When dividing a 64 bit integer by a 32 bit integer (normal division or remainder), gcc uses __umoddi3 even though the intel instruction 'div' can do this natively. On my machine, this bad assembly has a speed impact of at least 1.5* by simply replacing the call with 'div' and no further optimizations applied. These types of operations (multiplication and then modulus division) are very common in cryptography and coding theory. It is quite possible that fixing this bug would greatly improve gcc's performance in these areas. I have confirmed that this bug applies to versions 3.5, 3.4, and 2.95.4 in addition to the 3.3.3 against which it is filed. The example program is: #include <stdint.h> #include <stdlib.h> #include <stdio.h> int main(int argc, char** argv) { int i = 0; uint32_t x = atol(argv[1]), y = atol(argv[2]), z = 0; for (i = 0; i < 1000000000; ++i) { z += ((uint64_t)x*(uint64_t)y) % 3221225473UL; ++x; ++y; } printf("%d\n", z); return 0; } Compile with gcc -O2 foo.c -o foo (version 3.3.3). Then generate the assembly gcc -O2 foo.c -o foo.s and apply this patch: 47,54c47,64 < movl %eax, (%esp) < xorl %eax, %eax < movl %edx, 4(%esp) < movl $-1073741823, %edx < movl %edx, 8(%esp) < movl %eax, 12(%esp) < call __umoddi3 < addl %eax, -16(%ebp) --- > > // stuff from gcc: > // movl %eax, (%esp) > // xorl %eax, %eax > // movl %edx, 4(%esp) > // movl $-1073741823, %edx > // movl %edx, 8(%esp) > // movl %eax, 12(%esp) > // call __umoddi3 > // addl %eax, -16(%ebp) > > // my custom assembly: > movl $-1073741823, %ecx > div %ecx > addl %edx, -16(%ebp) > > // --- end changes > Now compile the assembly (gcc foo.s -o foo2) and compare the results and the speed difference. It is quite likely that gcc could do an even better job through good pipelining and better register assignment. Furthermore, in this particular example code, the divisor is a constant which might allow gcc to even optimize away the div altogether. However, I have no idea what the performance impact of this would be.
Confirmed.
Problem here is, that maximum quotient should always be 2^32-1, as it should fit in 32bit EAX register. Consider the case, when dividend is 0x0000 0001 0000 0000 and divisor is 0x0000 0001. The result won't fit in 32 bits, and division will produce #DE exception. For your case, divisor is 0xC000 0001. And with your assembly, if x*y is equal or more than 0xC000 0001 0000 0000 (= 13835058059577131008), #DE exception will be generated. I suggest to mark this bug as invalid, because it is not possible for gcc to know maximum value of (x*y).

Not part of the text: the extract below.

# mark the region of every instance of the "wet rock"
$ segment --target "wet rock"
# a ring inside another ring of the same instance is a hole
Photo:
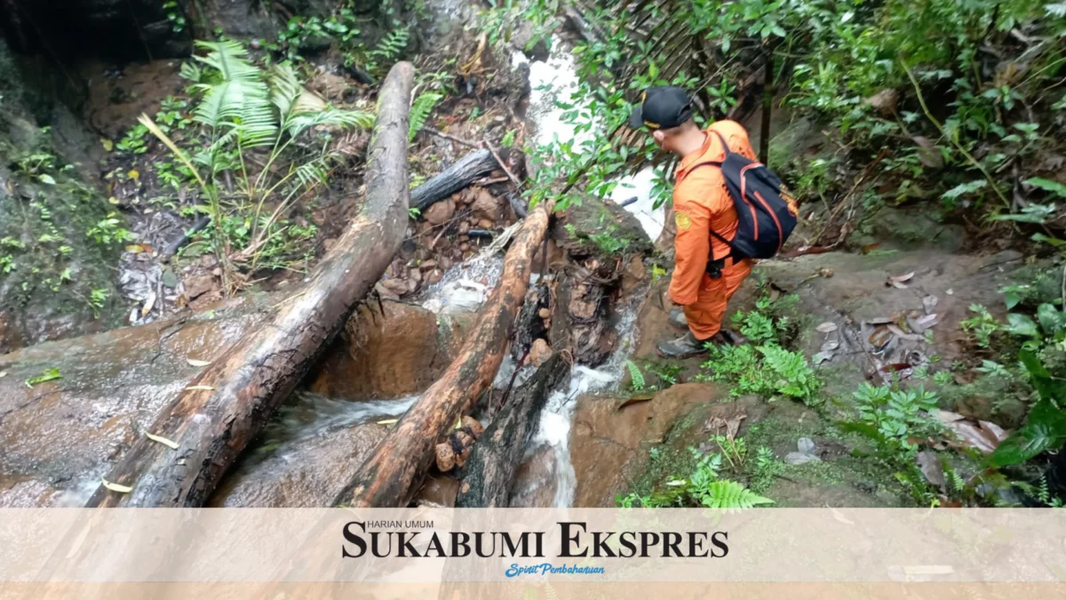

(In reply to comment #2) > Problem here is, that maximum quotient should always be 2^32-1, as it should fit > in 32bit EAX register. Consider the case, when dividend is 0x0000 0001 0000 0000 > and divisor is 0x0000 0001. The result won't fit in 32 bits, and division will > produce #DE exception. > > For your case, divisor is 0xC000 0001. And with your assembly, if x*y is equal > or more than 0xC000 0001 0000 0000 (= 13835058059577131008), #DE exception will > be generated. You're quite right; I hadn't considered this. > I suggest to mark this bug as invalid, because it is not possible for gcc to > know maximum value of (x*y). It's really a shame there's no way to inform gcc about the size. For modulus arithmetic, x and y are known to be less than m. Therefore, x*y%m and x*y/m must both fit in the registers. However, I have a couple points to make still. Firstly, the modulus will always fit inside EDX, regardless of the size of the product. I'm not an assembler expert, but isn't it possible to turn off the arithmetic exceptions prior to running DIV? As long as the code is only interested in the modulus, this would be much faster. At least in the case of finite mathematics (cryptography, coding theory, etc) only the modulus really matters and computing it is often also the critical section of the code. Even if the code is interested in both the quotient and the modulus, it seems that a quick comparison of the high 32bit part of EDX:EAX with the modulus could determine whether or not a DIV would suffice. If it doesn't then umoddi could be a fallback.
*** Bug 14255 has been marked as a duplicate of this bug. ***
(In reply to Uroš Bizjak from comment #2) > I suggest to mark this bug as invalid, because it is not possible for gcc to > know maximum value of (x*y). Invalid then.
Well, during expansion VRP can be queried (SSA_NAME_RANGE_INFO or ranger if it is extended to be queryable during expansion) and in some cases (not in the #c0 testcase though) we can know the range.